As recent events in Egypt, Thailand, Venezuela and the Ukraine have shown, voter plurality doesn't necessarily translate into functional, fair governance where the interests of all citizens are considered above any and all competing agendas. Too often it appears government officials, both elected and appointed, feel they have been given a personal mandate to do whatever they want. In Egypt it was a Koran-based constitution. In Thailand it has been old-fashioned nepotism and self-promotion. In Venezuela it has been rampant mismanagement after a broad nationalization of private and international assets. Recent developments in the Ukraine have displayed governmental corruption leading to an avoidable massacre. Too typically, while Ukraine's economy floundered, the now deposed president was amassing personal wealth and a lifestyle Julius Cesar would have recognized.
While not reaching that level of governmental malfeasance, we in the local Seattle and King County taxi industry have faced a regional and municipal authoritarianism dictating to us our operational reality. One very recognisable historical facet of authoritarian rule is that the same individual or groups protesting a wrong or problem are blamed for the very same grievance they are complaining about, and in the aforementioned examples, risking their lives.
If you don't think this is happening in Seattle, think again, as the democratically elected Seattle City Council are making up rules "right-out-of-thin-air" and applying them to the taxi industry. Monday's 02/24/2014 Seattle Times editorial complains about what they call the "taxi monopoly," implying we are to blame for everything, stymying competition and innovation, while portraying the illegal ride-share industry as victims. Anyone familiar with fascism see this as an old game.
Everyone should remember that in the 1930s Germany blamed its cultural and economic woes upon the Jews. Just this week Uganda activated an anti-gay/homosexual law dishing out life sentences, joining 38 other African nations banning gay and lesbian lifestyles. Similarly, taxi drivers across the United States are being targeted and ostracized publicly, demonised as less than civilized.
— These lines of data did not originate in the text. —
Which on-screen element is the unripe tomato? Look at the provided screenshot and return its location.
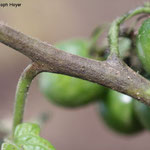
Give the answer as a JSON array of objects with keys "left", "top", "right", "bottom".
[
  {"left": 39, "top": 39, "right": 103, "bottom": 107},
  {"left": 136, "top": 18, "right": 150, "bottom": 74},
  {"left": 99, "top": 90, "right": 142, "bottom": 134},
  {"left": 134, "top": 101, "right": 150, "bottom": 130}
]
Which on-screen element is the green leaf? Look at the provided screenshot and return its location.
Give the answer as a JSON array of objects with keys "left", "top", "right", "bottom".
[{"left": 2, "top": 123, "right": 55, "bottom": 150}]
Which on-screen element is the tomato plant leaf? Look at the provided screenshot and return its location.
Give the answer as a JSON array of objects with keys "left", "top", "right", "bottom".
[{"left": 2, "top": 123, "right": 55, "bottom": 150}]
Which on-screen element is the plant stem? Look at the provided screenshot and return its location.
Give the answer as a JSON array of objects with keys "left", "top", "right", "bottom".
[
  {"left": 108, "top": 6, "right": 150, "bottom": 56},
  {"left": 12, "top": 63, "right": 41, "bottom": 136}
]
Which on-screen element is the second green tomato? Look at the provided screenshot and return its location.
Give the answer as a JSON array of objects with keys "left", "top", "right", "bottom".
[{"left": 99, "top": 90, "right": 142, "bottom": 134}]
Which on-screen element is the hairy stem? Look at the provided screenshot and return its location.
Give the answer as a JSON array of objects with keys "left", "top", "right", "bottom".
[
  {"left": 12, "top": 63, "right": 41, "bottom": 135},
  {"left": 0, "top": 4, "right": 150, "bottom": 105}
]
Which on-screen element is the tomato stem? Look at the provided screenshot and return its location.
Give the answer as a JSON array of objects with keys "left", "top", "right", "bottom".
[
  {"left": 12, "top": 63, "right": 41, "bottom": 137},
  {"left": 108, "top": 5, "right": 150, "bottom": 56}
]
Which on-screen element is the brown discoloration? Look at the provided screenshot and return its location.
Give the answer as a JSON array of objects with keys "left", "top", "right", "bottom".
[{"left": 0, "top": 24, "right": 150, "bottom": 104}]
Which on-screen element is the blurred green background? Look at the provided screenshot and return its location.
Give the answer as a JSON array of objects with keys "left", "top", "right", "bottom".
[{"left": 0, "top": 0, "right": 150, "bottom": 150}]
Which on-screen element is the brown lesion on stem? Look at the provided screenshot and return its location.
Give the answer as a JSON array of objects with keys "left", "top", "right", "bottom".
[{"left": 0, "top": 24, "right": 150, "bottom": 105}]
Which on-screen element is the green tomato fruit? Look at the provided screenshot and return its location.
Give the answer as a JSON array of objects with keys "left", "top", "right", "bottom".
[
  {"left": 136, "top": 18, "right": 150, "bottom": 74},
  {"left": 39, "top": 39, "right": 103, "bottom": 107},
  {"left": 134, "top": 101, "right": 150, "bottom": 130},
  {"left": 100, "top": 90, "right": 142, "bottom": 134}
]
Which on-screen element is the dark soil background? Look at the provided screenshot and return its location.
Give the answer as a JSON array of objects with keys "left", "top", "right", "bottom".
[{"left": 0, "top": 0, "right": 150, "bottom": 150}]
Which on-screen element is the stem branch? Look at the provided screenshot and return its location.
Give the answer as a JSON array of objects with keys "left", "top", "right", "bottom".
[{"left": 12, "top": 63, "right": 41, "bottom": 135}]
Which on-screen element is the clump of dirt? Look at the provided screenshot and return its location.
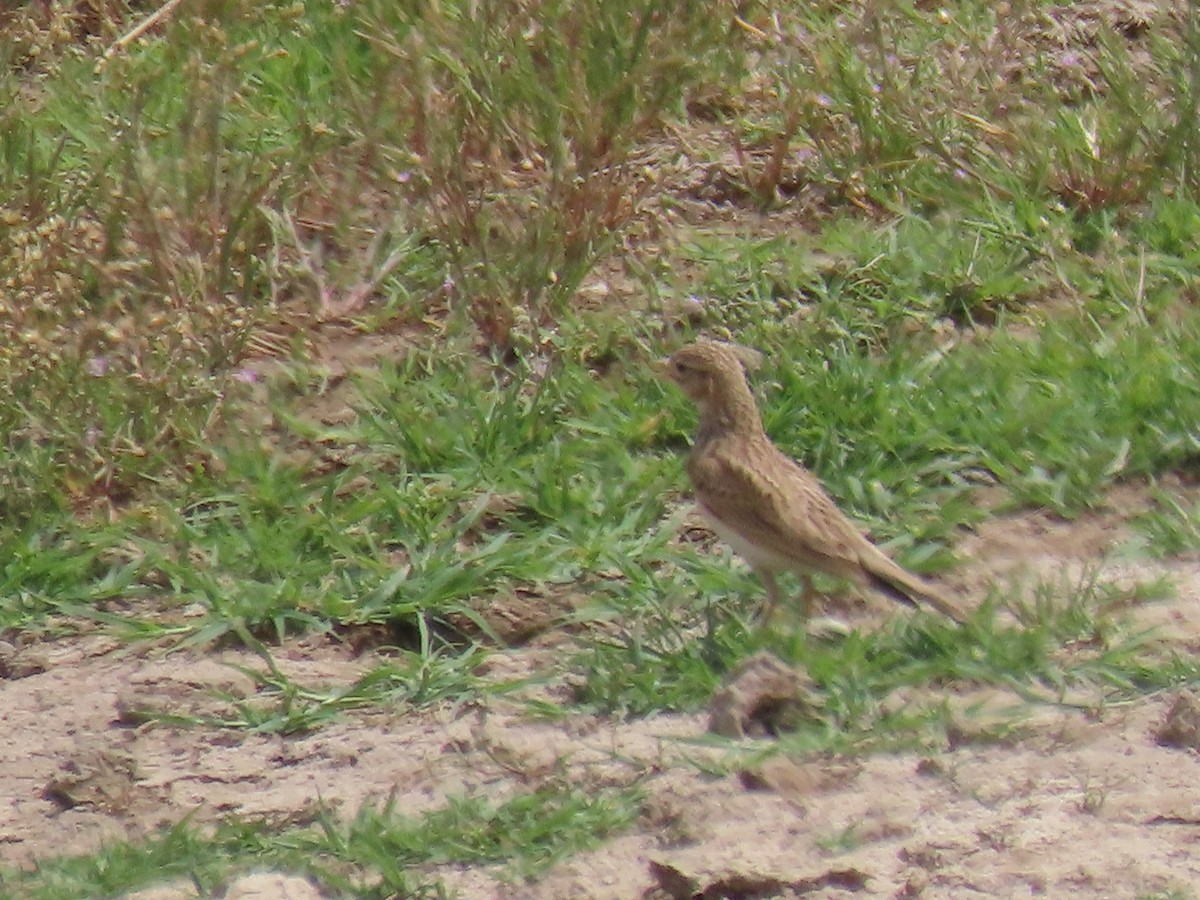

Recently, KIRO Television did a news feature about taxi drivers calling it "The Big Stink." My complaint to them was never answered. Does anyone see a pattern developing? Taxi drivers smell and are greedy, in other words dehumanizing us as a group. Read the Nazi propaganda from that era and compare and see if I am exaggerating? Ask the folks at the Seattle Times and KIRO and in the city government and they will all join in a chorus denying any bias or prejudicial attitudes. And after their denial they go back to what they were doing beforehand.
What everyone is missing is that we in the taxi industry have been obediently following the rules for years. We pay our fees yearly. Sometimes we have been deregulated. Other times, like it is currently, we are regulated. We are given little say either way. Usually, and historically, our requests concerning our own destiny are ignored. When we have requested that more taxi licenses be released, we have been told no, they are not needed. Then just over three years ago, over two hundred very similar "for-hire" licenses were released without explanation. When these same fellows began operating illegally, taking our customers, nothing essentially has been done for the past three years to stop them. Now the city council is now planning on sanctioning them by allowing them to pick up on the streets.
While all this has been occurring, Uber, Uber-X, Lyft and Sidecar came upon the scene disregarding all rules and regulations, in a sense their own "Kristallnacht (Night of Broken Glass) moment, telling everyone in the taxi industry to move out of the way, they are here to stay. What has been the response? Just like they responded to the "for-hires," the City of Seattle suspended any real enforcement and are about to sanction their illegal incursion into taxi operations.
While the Seattle Times editorial stated that the market should be allowed to determine itself, they are missing that it already has. What they don't see is that there isn't a growing customer demand for taxi-like services, despite what was stated in the Mundy/Coooper study. There are at least two city council member advocating for no caps upon the ride-shares. You can be sure that they have never driven taxi and never will, knowing next to nothing about our business reality. For them it is perfectly okay to flood our market with unneeded drivers. They will not be the ones sitting in the taxi freaking out, wondering how they pay that day's lease, never aware of the pain and suffering they have caused.
And why should any industry, taxi or otherwise, accept an illegal invasion? Would Weyerhaeuser allow anyone to start harvesting timber off their land? Of course not. And if anyone thinks that the Seattle Times editorial staff would support illegal logging on Weyerhaeuser property, you are lying. The Seattle Times would instinctively support the rich timber company, which is why I see their current stance as dishonest. Uber etc have all the money. In last Sunday's edition Uber published a full page ad asking for political support. How much did that ad cost anyway? Then the very next day we see the editorial supporting Uber and friends.
If anyone views the treatment of the taxi industry as democratic, please think again. Grab your political dictionary and look up the definition. Rules are, and always have been forced down our throats, bureaucratic force-feeding. So how do they expect us to respond? Does the City of Seattle really think we are going to accept 800 plus new quasi-taxis and continue on as usual? Think again, folks, think again!